The study was performed in accordance with the Declaration of Helsinki guidelines and was also evaluated and approved by the Institutional Review Board of Kaohsiung Medical University Hospital (KMUHIRB-EXEMPT (II)-20160016).
The study cohort included 40,672 patients aged 20 years or older who had been diagnosed with osteoporosis (ICD-9-CM code 733.0) during 1996–2010. To maximize accuracy, the analysis was limited to patients who had a record of ≥2 osteoporosis diagnoses during ambulatory visits or ≥1 diagnoses during inpatient care, an ICD-9 code assigned by an orthopaedist, and at least one BMD examination. The index date was defined as the date of the first clinical visit for osteoporosis. A migraine (ICD-9-CM code 346) was defined as a history of two or more migraine diagnoses in ambulatory visits or one or more migraine diagnoses in inpatient care as well as a record of an ICD-9 code for migraine assigned by a neurologist. The date of diagnosis was defined as the date of the first diagnosis of osteoporosis. Matching control subjects were assigned an identical “pseudo date of diagnosis”, which was the date of diagnosis in matched cases. The exclusion criteria were diagnosis of migraine before or on the index date, incomplete information, and age younger than 20 years.

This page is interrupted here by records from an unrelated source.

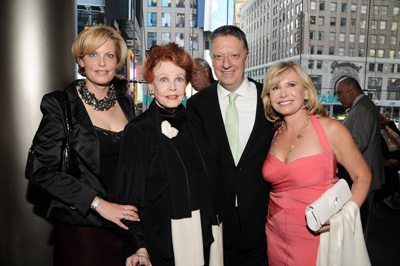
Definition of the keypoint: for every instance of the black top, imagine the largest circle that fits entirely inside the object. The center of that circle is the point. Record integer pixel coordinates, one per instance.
(109, 154)
(165, 179)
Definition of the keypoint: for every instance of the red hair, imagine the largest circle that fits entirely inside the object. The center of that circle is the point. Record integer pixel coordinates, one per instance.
(169, 52)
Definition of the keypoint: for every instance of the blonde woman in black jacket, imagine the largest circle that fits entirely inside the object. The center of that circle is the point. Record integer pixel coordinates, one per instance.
(83, 206)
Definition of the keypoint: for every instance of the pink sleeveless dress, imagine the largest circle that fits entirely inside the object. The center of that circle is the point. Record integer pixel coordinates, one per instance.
(293, 187)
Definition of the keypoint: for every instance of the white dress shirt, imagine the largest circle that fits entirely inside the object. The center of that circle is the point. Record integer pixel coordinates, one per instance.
(246, 103)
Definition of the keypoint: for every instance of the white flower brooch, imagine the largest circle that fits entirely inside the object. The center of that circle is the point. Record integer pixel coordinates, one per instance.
(168, 130)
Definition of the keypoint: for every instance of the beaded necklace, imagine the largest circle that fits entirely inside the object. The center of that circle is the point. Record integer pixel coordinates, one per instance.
(299, 136)
(90, 98)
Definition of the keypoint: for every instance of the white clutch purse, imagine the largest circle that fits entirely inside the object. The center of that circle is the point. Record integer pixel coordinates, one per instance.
(321, 210)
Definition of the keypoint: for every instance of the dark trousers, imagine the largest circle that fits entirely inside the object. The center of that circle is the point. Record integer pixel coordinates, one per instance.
(235, 255)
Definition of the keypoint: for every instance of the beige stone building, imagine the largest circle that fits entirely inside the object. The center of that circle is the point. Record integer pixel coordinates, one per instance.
(329, 39)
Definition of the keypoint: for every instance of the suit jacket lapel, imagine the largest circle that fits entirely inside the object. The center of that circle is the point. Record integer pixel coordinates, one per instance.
(258, 128)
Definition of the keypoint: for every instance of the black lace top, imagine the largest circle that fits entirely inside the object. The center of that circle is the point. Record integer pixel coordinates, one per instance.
(109, 155)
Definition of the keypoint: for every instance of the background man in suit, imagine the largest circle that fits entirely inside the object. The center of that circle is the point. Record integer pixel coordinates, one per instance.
(235, 102)
(363, 121)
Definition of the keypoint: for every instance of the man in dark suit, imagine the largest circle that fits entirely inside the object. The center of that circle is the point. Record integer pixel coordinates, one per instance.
(240, 155)
(363, 122)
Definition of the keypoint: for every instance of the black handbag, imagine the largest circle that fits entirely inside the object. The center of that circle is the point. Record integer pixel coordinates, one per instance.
(68, 162)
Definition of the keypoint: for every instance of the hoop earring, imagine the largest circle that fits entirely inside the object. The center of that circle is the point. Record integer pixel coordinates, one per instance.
(151, 93)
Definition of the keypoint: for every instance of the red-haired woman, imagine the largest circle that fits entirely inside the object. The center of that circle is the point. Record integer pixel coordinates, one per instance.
(166, 171)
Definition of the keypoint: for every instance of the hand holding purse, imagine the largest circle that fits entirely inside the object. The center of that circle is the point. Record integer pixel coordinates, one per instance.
(331, 202)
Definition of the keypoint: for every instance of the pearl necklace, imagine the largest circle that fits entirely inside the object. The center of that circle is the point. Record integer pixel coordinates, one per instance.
(300, 136)
(90, 98)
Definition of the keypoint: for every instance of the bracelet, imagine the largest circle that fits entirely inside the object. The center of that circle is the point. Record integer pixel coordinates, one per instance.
(96, 203)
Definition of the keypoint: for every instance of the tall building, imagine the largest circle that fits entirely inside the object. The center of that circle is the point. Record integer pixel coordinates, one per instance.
(329, 39)
(173, 21)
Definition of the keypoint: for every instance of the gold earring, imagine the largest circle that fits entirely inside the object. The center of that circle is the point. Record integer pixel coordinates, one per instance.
(151, 93)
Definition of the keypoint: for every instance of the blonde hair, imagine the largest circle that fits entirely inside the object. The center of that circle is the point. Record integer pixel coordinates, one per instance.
(91, 39)
(273, 76)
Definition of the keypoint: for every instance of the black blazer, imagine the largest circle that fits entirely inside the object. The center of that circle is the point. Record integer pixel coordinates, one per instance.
(72, 196)
(245, 179)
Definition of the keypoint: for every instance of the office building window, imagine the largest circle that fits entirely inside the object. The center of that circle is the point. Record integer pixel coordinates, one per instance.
(383, 25)
(372, 52)
(165, 37)
(166, 19)
(373, 39)
(321, 21)
(363, 9)
(317, 82)
(180, 3)
(384, 10)
(166, 3)
(371, 67)
(363, 22)
(194, 41)
(152, 19)
(382, 39)
(152, 2)
(180, 20)
(333, 7)
(151, 39)
(333, 21)
(375, 83)
(393, 89)
(193, 20)
(313, 5)
(180, 39)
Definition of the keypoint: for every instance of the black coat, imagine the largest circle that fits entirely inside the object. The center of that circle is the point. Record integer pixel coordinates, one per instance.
(72, 196)
(244, 180)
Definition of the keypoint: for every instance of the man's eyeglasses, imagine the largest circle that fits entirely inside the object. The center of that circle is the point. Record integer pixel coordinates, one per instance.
(197, 70)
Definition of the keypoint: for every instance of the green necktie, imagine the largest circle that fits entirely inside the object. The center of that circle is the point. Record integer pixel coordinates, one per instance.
(232, 127)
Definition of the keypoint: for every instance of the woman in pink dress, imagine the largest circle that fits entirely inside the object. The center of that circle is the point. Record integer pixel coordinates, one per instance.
(301, 163)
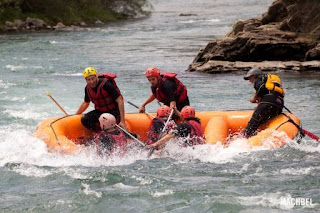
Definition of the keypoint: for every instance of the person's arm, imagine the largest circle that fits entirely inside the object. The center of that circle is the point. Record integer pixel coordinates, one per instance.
(149, 100)
(120, 102)
(82, 107)
(161, 142)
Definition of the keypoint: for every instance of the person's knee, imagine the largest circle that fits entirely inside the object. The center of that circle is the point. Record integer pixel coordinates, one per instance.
(86, 121)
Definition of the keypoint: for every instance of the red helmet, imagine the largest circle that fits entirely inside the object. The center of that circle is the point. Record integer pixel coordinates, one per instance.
(153, 72)
(187, 112)
(163, 111)
(107, 121)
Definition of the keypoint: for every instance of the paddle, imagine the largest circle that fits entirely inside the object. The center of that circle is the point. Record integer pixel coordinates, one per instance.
(132, 104)
(48, 94)
(130, 135)
(305, 132)
(162, 131)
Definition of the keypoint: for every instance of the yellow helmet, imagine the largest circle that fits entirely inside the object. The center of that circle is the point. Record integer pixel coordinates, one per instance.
(89, 71)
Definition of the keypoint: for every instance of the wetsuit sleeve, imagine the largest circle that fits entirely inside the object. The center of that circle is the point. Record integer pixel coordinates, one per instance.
(169, 88)
(113, 92)
(183, 130)
(86, 96)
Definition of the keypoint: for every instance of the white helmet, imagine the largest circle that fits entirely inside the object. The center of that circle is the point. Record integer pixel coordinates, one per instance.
(107, 121)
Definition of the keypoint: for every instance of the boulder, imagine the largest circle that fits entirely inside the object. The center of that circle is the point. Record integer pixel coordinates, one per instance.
(288, 31)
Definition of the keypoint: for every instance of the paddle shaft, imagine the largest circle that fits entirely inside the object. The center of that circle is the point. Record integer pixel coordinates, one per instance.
(163, 130)
(48, 94)
(132, 104)
(130, 135)
(309, 134)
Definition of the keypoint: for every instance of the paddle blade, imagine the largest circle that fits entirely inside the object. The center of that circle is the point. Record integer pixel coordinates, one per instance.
(311, 135)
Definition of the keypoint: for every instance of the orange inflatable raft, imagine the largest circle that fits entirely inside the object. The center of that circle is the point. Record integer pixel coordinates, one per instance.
(66, 133)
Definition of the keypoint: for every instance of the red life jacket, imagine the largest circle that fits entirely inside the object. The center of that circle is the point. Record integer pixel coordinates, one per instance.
(196, 135)
(101, 99)
(152, 135)
(118, 142)
(180, 94)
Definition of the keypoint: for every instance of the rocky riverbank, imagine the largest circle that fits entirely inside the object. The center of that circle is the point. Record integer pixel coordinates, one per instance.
(287, 37)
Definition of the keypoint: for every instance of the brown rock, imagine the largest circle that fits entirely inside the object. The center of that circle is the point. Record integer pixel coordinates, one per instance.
(313, 54)
(289, 31)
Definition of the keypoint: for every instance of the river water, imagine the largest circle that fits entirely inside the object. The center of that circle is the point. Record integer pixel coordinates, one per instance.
(208, 178)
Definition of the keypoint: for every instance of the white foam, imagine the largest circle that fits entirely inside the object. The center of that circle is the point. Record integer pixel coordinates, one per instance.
(14, 68)
(123, 186)
(215, 153)
(265, 200)
(26, 114)
(21, 67)
(199, 20)
(85, 188)
(273, 200)
(160, 194)
(68, 74)
(143, 180)
(5, 85)
(8, 98)
(296, 171)
(31, 171)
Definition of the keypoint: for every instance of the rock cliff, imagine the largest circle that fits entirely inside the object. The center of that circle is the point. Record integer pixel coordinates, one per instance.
(286, 37)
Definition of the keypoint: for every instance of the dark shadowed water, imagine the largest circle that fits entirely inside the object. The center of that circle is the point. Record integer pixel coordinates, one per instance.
(208, 178)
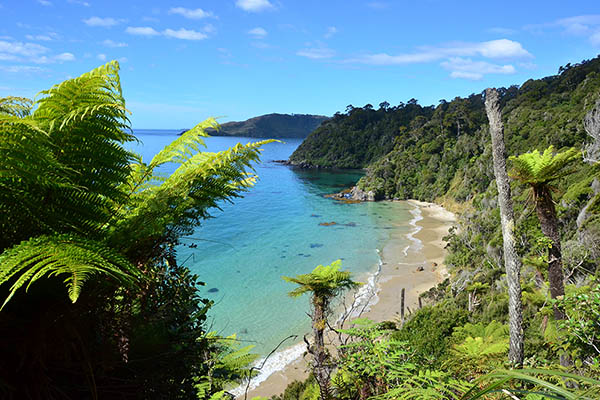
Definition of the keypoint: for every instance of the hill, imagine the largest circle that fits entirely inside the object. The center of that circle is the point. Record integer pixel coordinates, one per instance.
(273, 126)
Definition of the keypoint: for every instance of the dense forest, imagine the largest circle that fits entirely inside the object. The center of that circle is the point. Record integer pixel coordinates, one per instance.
(443, 154)
(277, 126)
(95, 305)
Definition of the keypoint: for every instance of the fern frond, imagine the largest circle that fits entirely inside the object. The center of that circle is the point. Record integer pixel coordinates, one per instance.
(185, 146)
(323, 281)
(16, 106)
(540, 168)
(75, 258)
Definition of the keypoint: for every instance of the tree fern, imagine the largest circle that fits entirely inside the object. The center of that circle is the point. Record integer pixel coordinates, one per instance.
(74, 258)
(540, 168)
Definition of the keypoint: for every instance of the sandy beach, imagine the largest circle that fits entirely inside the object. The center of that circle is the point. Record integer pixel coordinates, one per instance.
(400, 269)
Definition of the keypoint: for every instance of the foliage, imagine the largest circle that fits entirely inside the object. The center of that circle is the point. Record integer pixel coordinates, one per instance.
(324, 281)
(582, 325)
(429, 331)
(537, 168)
(77, 208)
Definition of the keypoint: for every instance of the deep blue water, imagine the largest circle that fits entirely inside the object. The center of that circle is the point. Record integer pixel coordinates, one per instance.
(272, 231)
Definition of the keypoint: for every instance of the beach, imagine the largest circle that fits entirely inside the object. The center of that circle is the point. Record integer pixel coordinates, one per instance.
(416, 268)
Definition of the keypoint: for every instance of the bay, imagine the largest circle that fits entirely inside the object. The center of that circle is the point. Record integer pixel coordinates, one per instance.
(275, 230)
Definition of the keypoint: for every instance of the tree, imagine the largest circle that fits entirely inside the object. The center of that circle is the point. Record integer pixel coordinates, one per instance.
(512, 261)
(325, 283)
(538, 170)
(79, 210)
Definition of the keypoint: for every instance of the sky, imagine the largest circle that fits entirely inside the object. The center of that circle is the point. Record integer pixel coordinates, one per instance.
(184, 61)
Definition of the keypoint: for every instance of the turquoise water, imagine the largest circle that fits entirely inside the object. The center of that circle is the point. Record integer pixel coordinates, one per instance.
(273, 231)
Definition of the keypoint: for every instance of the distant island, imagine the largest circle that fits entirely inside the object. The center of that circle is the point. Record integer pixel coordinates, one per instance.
(272, 126)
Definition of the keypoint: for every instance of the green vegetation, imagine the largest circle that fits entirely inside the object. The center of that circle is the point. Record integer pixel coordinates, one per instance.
(457, 348)
(325, 283)
(95, 304)
(272, 126)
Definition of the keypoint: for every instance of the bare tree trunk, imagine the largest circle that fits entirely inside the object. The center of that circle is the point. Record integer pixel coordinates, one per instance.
(321, 366)
(512, 262)
(546, 213)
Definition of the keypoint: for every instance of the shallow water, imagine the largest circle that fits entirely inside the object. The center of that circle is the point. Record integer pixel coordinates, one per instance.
(273, 231)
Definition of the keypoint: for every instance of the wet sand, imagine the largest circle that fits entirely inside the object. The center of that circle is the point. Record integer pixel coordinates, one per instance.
(399, 270)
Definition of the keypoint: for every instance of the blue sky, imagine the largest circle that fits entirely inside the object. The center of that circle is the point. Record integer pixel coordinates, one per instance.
(183, 61)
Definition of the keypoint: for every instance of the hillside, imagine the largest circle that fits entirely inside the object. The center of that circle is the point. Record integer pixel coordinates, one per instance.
(272, 126)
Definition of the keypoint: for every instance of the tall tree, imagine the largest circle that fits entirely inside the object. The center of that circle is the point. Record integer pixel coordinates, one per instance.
(325, 283)
(512, 261)
(538, 170)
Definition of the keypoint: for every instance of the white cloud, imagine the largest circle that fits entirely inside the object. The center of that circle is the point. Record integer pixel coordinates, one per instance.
(587, 25)
(43, 38)
(332, 30)
(198, 13)
(378, 5)
(184, 34)
(102, 22)
(501, 48)
(79, 2)
(254, 5)
(209, 28)
(258, 32)
(502, 31)
(8, 57)
(20, 69)
(595, 39)
(65, 57)
(580, 24)
(474, 70)
(22, 49)
(113, 44)
(316, 53)
(141, 31)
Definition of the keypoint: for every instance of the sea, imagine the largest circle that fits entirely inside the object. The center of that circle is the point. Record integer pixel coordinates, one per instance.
(283, 226)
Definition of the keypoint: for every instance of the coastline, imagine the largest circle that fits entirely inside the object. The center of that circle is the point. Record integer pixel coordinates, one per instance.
(398, 269)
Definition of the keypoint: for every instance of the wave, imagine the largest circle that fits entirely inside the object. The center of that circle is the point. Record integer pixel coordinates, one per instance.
(363, 299)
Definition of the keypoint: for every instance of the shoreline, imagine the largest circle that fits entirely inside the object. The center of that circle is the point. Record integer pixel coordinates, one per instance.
(397, 270)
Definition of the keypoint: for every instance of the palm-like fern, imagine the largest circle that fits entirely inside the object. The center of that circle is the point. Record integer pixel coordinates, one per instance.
(162, 209)
(324, 281)
(77, 258)
(538, 170)
(535, 168)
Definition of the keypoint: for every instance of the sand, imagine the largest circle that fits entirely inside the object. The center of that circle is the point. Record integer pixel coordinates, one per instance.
(399, 270)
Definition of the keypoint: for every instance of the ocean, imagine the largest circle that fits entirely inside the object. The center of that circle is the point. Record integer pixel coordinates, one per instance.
(275, 230)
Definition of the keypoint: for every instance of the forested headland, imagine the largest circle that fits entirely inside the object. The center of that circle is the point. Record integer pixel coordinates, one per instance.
(274, 125)
(443, 154)
(95, 304)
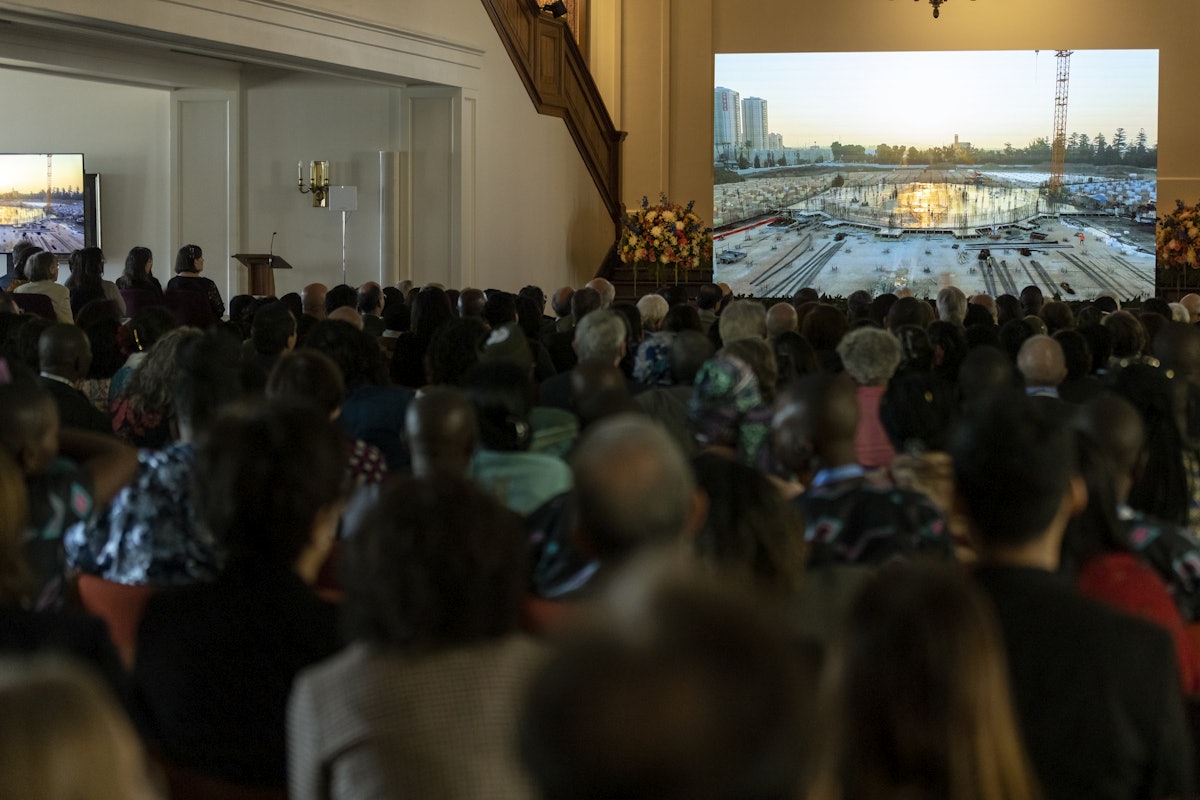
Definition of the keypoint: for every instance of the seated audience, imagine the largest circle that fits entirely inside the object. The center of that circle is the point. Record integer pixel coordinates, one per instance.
(682, 691)
(917, 699)
(153, 533)
(1097, 692)
(64, 355)
(870, 358)
(852, 516)
(63, 735)
(189, 265)
(143, 410)
(424, 702)
(215, 662)
(503, 464)
(43, 278)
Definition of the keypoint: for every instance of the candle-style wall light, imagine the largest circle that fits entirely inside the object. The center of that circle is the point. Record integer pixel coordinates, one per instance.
(318, 182)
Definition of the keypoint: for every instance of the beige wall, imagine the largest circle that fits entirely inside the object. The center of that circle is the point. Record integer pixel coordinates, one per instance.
(525, 208)
(701, 28)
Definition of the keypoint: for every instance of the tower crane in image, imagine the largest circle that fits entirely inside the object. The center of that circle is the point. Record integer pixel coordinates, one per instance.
(1059, 144)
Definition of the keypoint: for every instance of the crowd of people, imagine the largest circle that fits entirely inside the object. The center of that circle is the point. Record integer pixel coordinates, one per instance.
(414, 541)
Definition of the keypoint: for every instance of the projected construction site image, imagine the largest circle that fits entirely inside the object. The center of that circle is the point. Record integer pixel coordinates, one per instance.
(984, 230)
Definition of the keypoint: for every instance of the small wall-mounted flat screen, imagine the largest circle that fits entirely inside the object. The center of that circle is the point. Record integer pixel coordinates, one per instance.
(989, 170)
(42, 200)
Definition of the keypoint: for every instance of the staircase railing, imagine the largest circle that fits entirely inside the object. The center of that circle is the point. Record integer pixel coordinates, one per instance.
(559, 83)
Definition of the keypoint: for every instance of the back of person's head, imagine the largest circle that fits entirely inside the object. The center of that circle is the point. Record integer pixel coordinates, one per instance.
(442, 431)
(436, 564)
(137, 265)
(186, 258)
(870, 355)
(1013, 464)
(750, 530)
(209, 379)
(1162, 486)
(634, 486)
(41, 265)
(759, 355)
(652, 308)
(978, 316)
(583, 302)
(502, 394)
(370, 299)
(64, 349)
(1057, 317)
(1127, 332)
(307, 377)
(880, 308)
(708, 296)
(29, 420)
(501, 308)
(63, 735)
(682, 318)
(743, 319)
(354, 352)
(952, 305)
(676, 295)
(341, 295)
(264, 474)
(1077, 354)
(600, 336)
(1031, 300)
(916, 352)
(1007, 308)
(1013, 335)
(273, 329)
(1042, 362)
(693, 693)
(916, 696)
(689, 352)
(454, 349)
(984, 371)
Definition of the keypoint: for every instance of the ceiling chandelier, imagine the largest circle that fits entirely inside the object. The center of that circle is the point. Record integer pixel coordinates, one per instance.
(937, 6)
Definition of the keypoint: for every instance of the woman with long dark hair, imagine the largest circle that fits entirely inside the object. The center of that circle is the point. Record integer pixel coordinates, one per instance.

The ratio of osteoporosis to non-osteoporosis patients was kept at 1:1 to enhance the power of statistical tests and to obtain a sufficient number of migraine cases for stratified analyses. The patients in the non-osteoporosis cohort were selected by a simple random sampling method in which one insured patient without osteoporosis was randomly selected and frequency matched with each person in the osteoporosis cohort in the same period by age, gender, and year of osteoporosis diagnosis. A post hoc sample size was calculated to determine statistical power. Logistic regression analysis was used to obtain a 4-digit match of the propensity score for each patient with the covariates, including age and gender. As a result, 40,672 subjects were enrolled in the non-osteoporosis cohort. Figure 1 shows a flowchart of the study procedure.
Outcome and comorbidities
The patients in both the osteoporosis and non-osteoporosis cohorts were followed up until diagnosis with migraine, withdrawal from insurance, or the end of 2010, whichever occurred first. Baseline comorbidities identified by ICD-9-CM codes in the claims records before the index date included hypertension (ICD-9-CM codes 401-405), diabetes mellitus (ICD-9-CM code 250), hyperlipidemia (ICD-9-CM code 272), depression (ICD-9-CM codes 296.2, 296.3, 300.4 and 311), asthma (ICD-9-CM code 493), allergic rhinitis (ICD-9-CM code 477), psoriasis (ICD-9-CM code 696.1), obesity (ICD-9-CM code 278), tobacco use disorder (ICD-9-CM code 350.1), and alcohol attributed disease (ICD-9-CM codes 291.0-9, 303, 305.0, 357.5, 425.5, 535.3, 571.0-3, 980.0 and V11.3). The Charlson Comorbidity Index (CCI) score was used to assess the severity of comorbidities, i.e., myocardial infarction, congestive heart failure, peripheral vascular disease, cerebrovascular disease, dementia, chronic pulmonary disease, rheumatic disease, peptic ulcer disease, liver disease (mild, moderate, or severe), diabetes (with or without chronic complication), hemiplegia or paraplegia, renal disease, any malignancy (including lymphoma and leukemia but excluding skin malignancy), metastatic solid tumor, human immunodeficiency virus infection and acquired immune deficiency syndrome. The CCI scores were then categorized into four levels: 0, 1–2, 3–4 and ≥5.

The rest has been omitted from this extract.